Here is what Taine says as to this affair: “The Bishops had received the right of imprisoning without trial laymen suspected of heresy, and the jurisdiction of all crimes, offenses and sins was given to the ecclesiastical tribunals. They burned Lord Cobham alive. With what shamelessness this power was transformed into a vehicle for extortions. A man begins to think when he is thus downtrodden. He asks himself if it is really by divine dispensation that mitred thieves thus practice tyranny and pillage. He wants to know if they themselves practice the regularity that they impose on others, and he learns strange things. Cardinal Wolsey writes to the Pope that both the secular and regular priests were in the habit of committing atrocious crimes, for which, if not in orders, they would have been promptly executed. A priest convicted of incest with the prioress of Kilbourn was condemned to carry a cross in a procession and pay a fine of 3s and 4p. In the reign of Henry VII the gentlemen and farmers of Carnarvonshire laid a complaint accusing the clergy of systematically seducing their wives and daughters. The Holy Father Prior of Maiden Bradley hath but six children, and but one daughter married yet of the goods of the monastery, trusting shortly to marry the rest. The royal visitors found concubines in the secret apartments of the Abbots. At the nunnery of Sion the confessors seduced the nuns and absolved them at the same time. There were convents, Burnett tells us, where all the recluses were found pregnant.”—Taine’s English Literature, 2-18.

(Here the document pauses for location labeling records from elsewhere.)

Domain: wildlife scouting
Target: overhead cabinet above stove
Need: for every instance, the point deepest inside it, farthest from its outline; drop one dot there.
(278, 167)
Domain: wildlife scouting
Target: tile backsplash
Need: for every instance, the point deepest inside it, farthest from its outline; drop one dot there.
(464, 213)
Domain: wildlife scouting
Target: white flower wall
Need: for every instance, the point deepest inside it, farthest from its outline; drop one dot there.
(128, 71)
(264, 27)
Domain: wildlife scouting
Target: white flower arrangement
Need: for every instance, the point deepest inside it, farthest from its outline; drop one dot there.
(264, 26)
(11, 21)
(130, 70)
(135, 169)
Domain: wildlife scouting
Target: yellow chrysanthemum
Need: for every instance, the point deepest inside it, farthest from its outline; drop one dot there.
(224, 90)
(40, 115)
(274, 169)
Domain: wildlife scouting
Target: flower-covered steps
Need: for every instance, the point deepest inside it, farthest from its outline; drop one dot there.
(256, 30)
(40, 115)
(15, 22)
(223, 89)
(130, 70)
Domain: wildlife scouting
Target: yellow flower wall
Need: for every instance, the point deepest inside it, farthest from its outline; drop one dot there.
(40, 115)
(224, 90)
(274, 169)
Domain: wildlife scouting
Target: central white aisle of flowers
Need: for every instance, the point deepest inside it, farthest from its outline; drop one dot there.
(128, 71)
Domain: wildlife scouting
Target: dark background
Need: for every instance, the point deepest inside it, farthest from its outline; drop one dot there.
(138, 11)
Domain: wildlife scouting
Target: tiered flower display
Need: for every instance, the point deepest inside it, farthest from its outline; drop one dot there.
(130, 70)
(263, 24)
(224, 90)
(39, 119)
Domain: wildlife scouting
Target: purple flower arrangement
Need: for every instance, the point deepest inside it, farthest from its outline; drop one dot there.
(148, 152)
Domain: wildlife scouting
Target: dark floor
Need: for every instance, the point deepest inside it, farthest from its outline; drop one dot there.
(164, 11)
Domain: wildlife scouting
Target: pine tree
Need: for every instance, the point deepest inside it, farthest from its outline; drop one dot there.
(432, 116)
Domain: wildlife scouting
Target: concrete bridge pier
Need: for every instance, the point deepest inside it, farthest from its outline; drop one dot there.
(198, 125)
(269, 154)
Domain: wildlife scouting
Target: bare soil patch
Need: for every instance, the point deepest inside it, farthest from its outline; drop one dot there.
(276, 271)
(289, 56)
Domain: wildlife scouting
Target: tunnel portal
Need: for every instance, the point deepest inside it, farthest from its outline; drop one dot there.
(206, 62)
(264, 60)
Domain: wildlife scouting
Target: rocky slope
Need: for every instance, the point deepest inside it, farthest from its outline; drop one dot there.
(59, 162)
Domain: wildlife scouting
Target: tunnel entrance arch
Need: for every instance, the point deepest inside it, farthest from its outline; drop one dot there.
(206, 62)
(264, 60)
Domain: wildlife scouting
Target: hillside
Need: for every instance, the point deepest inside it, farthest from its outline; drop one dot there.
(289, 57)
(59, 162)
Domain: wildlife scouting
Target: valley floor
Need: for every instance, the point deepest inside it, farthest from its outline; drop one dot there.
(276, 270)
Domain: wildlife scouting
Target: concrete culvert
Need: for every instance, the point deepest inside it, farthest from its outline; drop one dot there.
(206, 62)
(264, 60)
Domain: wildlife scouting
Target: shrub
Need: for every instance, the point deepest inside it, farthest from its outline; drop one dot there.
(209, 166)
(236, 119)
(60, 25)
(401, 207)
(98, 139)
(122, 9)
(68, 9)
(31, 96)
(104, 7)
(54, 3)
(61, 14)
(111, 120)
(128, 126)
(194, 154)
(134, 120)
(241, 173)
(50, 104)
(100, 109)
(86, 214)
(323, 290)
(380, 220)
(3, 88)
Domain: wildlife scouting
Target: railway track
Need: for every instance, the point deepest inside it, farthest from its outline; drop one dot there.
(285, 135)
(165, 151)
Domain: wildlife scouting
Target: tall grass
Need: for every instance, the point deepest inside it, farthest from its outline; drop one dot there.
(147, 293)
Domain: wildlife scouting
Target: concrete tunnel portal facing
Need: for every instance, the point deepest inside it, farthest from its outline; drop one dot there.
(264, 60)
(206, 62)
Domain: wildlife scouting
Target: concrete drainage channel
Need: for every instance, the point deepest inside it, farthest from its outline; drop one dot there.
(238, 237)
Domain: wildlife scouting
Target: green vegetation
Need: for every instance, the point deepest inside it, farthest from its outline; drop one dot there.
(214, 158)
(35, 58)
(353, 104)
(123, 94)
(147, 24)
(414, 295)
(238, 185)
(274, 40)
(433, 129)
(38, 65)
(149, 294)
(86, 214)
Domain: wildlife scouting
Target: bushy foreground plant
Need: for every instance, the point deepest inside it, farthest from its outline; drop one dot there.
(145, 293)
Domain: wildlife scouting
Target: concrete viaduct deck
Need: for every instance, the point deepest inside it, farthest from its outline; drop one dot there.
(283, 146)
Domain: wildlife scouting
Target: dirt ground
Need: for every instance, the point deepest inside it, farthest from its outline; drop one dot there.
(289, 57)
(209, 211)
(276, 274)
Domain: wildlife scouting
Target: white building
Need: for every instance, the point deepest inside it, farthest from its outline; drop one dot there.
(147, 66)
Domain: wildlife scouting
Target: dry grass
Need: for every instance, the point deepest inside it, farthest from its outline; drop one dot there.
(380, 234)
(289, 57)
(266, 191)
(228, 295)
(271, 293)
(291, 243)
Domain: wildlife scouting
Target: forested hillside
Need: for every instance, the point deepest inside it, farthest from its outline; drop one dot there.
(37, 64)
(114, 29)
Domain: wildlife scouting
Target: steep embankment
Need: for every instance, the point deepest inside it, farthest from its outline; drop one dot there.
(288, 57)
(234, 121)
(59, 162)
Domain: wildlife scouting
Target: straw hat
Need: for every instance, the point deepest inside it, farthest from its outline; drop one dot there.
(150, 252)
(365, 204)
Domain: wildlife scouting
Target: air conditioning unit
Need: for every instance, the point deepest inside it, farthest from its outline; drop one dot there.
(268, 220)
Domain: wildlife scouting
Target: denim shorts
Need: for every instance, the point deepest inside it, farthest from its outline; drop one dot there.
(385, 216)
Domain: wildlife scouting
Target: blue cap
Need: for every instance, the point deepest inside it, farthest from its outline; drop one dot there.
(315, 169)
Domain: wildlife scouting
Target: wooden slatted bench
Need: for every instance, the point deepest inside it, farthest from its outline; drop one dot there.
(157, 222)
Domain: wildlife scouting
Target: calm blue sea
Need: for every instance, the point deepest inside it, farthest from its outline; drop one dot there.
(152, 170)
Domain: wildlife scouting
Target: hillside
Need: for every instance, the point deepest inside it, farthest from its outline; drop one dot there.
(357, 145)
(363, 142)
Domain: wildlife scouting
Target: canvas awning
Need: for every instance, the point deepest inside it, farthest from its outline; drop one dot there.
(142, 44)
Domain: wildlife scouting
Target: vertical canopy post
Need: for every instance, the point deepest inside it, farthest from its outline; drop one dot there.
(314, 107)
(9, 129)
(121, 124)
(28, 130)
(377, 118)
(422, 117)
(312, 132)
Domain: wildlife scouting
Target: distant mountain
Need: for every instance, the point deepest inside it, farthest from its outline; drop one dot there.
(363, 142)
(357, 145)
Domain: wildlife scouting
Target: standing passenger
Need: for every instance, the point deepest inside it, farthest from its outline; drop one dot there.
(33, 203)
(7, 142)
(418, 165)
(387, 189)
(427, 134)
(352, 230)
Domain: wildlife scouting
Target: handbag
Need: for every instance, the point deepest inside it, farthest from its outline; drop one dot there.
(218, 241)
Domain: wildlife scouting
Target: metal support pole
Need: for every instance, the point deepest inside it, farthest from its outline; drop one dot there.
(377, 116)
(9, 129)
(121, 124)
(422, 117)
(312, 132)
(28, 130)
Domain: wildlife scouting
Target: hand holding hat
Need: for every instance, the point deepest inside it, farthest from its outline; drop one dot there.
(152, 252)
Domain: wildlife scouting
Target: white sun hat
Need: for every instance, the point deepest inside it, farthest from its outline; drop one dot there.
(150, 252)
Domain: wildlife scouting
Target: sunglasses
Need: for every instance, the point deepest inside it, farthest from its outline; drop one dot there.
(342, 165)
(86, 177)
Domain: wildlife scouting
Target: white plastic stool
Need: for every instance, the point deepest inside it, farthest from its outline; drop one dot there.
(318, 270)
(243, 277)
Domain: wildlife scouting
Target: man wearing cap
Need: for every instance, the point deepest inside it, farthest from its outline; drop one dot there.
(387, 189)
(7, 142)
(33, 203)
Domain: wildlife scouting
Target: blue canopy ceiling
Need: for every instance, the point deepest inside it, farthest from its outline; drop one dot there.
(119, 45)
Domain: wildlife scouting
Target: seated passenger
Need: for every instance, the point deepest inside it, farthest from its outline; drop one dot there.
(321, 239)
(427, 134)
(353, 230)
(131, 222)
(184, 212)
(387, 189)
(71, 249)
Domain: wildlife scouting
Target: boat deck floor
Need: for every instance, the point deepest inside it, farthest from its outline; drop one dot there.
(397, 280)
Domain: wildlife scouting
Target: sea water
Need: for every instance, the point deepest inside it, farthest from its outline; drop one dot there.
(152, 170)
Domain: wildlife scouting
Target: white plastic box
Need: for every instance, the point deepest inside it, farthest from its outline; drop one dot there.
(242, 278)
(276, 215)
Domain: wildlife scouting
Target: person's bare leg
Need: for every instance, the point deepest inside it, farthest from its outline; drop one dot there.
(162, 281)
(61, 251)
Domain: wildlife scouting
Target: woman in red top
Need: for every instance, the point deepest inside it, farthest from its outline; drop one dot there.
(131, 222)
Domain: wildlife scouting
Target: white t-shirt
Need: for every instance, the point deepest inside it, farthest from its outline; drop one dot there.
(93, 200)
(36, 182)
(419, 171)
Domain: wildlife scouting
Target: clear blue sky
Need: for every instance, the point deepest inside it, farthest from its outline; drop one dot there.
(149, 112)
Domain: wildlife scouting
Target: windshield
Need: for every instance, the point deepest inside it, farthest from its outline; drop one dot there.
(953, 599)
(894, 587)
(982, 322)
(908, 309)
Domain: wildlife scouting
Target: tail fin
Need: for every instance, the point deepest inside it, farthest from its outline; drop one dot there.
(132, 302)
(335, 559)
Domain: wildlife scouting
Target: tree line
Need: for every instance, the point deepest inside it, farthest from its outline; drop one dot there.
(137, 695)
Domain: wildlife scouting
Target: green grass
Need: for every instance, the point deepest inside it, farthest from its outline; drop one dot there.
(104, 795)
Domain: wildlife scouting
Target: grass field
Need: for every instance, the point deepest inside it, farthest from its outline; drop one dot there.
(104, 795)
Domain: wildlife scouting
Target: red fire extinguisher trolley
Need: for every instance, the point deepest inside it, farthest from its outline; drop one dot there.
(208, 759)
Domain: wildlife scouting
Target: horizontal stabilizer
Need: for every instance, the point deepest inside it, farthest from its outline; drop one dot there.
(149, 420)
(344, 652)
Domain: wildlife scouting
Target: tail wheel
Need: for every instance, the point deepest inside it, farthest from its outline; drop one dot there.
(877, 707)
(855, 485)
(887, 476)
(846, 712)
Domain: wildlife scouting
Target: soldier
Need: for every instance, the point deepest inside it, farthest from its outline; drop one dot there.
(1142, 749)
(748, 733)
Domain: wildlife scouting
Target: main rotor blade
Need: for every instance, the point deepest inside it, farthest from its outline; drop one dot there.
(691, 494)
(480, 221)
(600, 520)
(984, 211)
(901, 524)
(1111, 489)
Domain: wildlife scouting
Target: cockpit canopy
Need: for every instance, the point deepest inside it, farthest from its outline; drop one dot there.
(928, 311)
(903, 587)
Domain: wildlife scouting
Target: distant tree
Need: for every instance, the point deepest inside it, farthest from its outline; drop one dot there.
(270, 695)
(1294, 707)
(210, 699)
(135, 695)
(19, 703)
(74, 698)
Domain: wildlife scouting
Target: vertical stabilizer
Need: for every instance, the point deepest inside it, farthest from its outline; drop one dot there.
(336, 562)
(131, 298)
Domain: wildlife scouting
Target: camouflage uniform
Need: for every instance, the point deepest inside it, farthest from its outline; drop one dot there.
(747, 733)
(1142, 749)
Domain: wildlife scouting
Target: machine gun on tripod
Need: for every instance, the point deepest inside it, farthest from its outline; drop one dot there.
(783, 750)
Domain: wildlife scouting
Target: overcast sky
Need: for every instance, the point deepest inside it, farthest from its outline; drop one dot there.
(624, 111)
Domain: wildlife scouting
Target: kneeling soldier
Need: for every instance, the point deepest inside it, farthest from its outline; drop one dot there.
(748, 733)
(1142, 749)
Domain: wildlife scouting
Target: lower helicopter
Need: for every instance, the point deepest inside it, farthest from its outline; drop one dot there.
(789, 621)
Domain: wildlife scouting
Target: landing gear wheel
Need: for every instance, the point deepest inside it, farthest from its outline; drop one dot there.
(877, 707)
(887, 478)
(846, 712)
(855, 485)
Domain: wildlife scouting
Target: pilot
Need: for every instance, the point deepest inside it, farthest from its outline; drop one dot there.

“Bishop Longland, of Lincoln, about 1521, summons the relatives of the accused, brothers, women and children, and administers the oath. As they have already been prosecuted and have abjured, they must make oath, or they are relapsed, and the fagots await them. Then they denounce their kinsmen and themselves. Three of the accused were charged with passing the night together in reading the scriptures. Several of them at church, at the moment of the Elevation would not say their prayers and remained seated dumb as beasts. A brazier denied the real presence. Six were burnt alive. The children of John Scrivener were themselves obliged to set fire to their father’s funeral pyre. They saw him, bound by an iron chain, with clasped hands, praying amidst the smoke, whilst the flame blackened his skin and destroyed his flesh. Such sights are not forgotten.”—Idem.
“At the peril of his life the Englishman obtains some portion of the Bible, which Tyndale had just translated, and hides it and learns it by heart. Tyndale, the translator, was condemned, hunted, in concealment, his mind full of the idea of a speedy death and of the Great God, for whom at last he mounted the funeral pyre.”—Idem, 2-21.
If you do not believe that Priapus is christ, see Ency. Brit. 19-170, where he is represented as the shepherd god with a shepherd’s crook, and as the god of the vineyards and of fishermen, giving them abundant harvests. And sailors, in their sore distress, called upon him as Peter did.
“The Masons, in the darkness, hunt for Hiram Abiff, as the worshippers in the Eleusinian Mysteries hunted for their lost Cora.” In the grand finale the Mystics say: “I have taken the emblems from the kiste, and after kissing and tasting them, I have deposited in the bag, and from the bag back into the kiste.”
In the first illustrated English Bible, the Devil will be seen, wearing a pair of wings and a Hebrew nose, tempting Eve. He says: “Take this fruit, bite it and taste it.” You will see that the thing presented to her is not an apple at all, but the emblem of Ashtoreth. See Sun. Am. Mag. Dec. 20, 1914. You will also find in another illustration there the angel Gabriel, with the Word strapped on his back, descending into Hell to deliver the souls in torment.
Yesterday in passing a great church, when I raised my eyes to the cross, I there beheld on each arm of the cross, the circle, the same revered article that the Devil offered to Eve. This blessed and holy symbol is found engraven over the portals of the eternal rock temples of the ruined city of Petra, Arabia, that flourished in the time of Esau and his son Edom, as well as over the doors of the ancient churches of Ireland, and on the modern cathedrals. In fact this aesthetic Eye worship extends around the world, starting in the slums of India, it has circled the globe.
The Christian religion was copied largely from the Eleusinian Mysteries, which were founded at the city of Eleusis, near Athens. These mysterious rites were employed in the worship of Demeter or Mater, the mother god, or Mary. In these Mysteries the worshippers indulged in the foul orgies of the Agape. The men carried male emblems or Signa Taus, and the females carried the kiste or box. Placing the Signa Tau in the kiste caused them to be born again and saved their souls from Tophet.
CHAPTER VIII.
Jesus Christ.
If the clergymen tell you that there is only one christ, politely present them with the seal of Belial. Each of the principal religions had twelve christs. Christ was never crucified, but the human race was crucified by religion from its very inception, and the Christian world wallowed in the Egyptian darkness of ignorance and superstition till in the middle ages, the golden age, no king in Europe could read and write.